Como ele mesmo revela no dia 15 de junho “a verdade pode ser às vezes inverossímil”

(MACHADO DE ASSIS, 1998, p. 57). Ou seja, nem tudo o que parece verdadeiro será. Outra

cena, no dia dois de agosto, remete a dúvida. Aguiar mostra uma carta de Fidélia ao

conselheiro:

A carta de Fidélia começa por estas três palavras: “Minha querida mãezinha”, que deixaram D. Carmo morta de ternura e de saudades, foi a própria expressão do marido. Nem tudo se perde nos bancos; o mesmo dinheiro, quando alguma vez se perde, muda apenas de dono. (MACHADO DE ASSIS, 1998, p. 73)

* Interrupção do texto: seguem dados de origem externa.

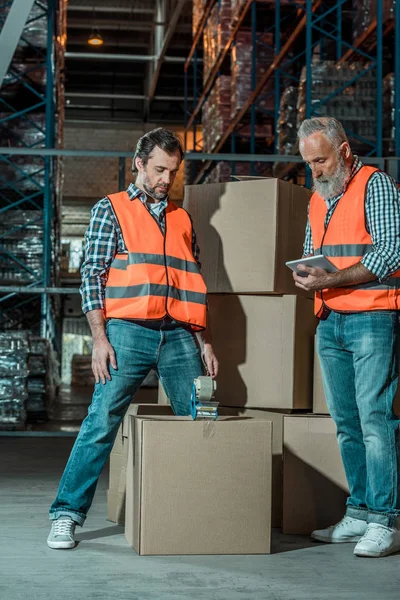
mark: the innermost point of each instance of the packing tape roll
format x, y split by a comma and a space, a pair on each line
206, 390
208, 429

O comentário do narrador mostra que ele já imaginava a traição de Fidélia de alguma

forma aos pais adotivos. A comparação irônica que ele faz, dizendo que sempre existirá um

novo dono para as coisas, faz lembrar que a expressão “Minha querida mãezinha” pode ser

esquecida rapidamente. Fidélia através dos fatos da vida pode esquecer-se de sua “mãezinha”.

Nas datas 17 e 18 de outubro Aires reflete “Esta moça (Fidélia) foge a alguma coisa,

senão foge a si mesma (MACHADO DE ASSIS, 1998, p. 115). No dia 20 de novembro ele

diz:

Quando escrevi há dias (duas ou três vezes) que “a moça Fidélia foge a alguma coisa, se não foge a si mesma”, tinha em mira o afastamento em que ela vinha estando da casa amiga. Ei-la que continua a lá ir, e a se deixar ver do irmão que a amiga lhe deu. Ou não lhe quer fugir, ou (coisa mais grave) não quer fugir a si mesma. Mas ainda não vi nada claro; parece antes perdoar. (MACHADO DE ASSIS, 1998, p. 126)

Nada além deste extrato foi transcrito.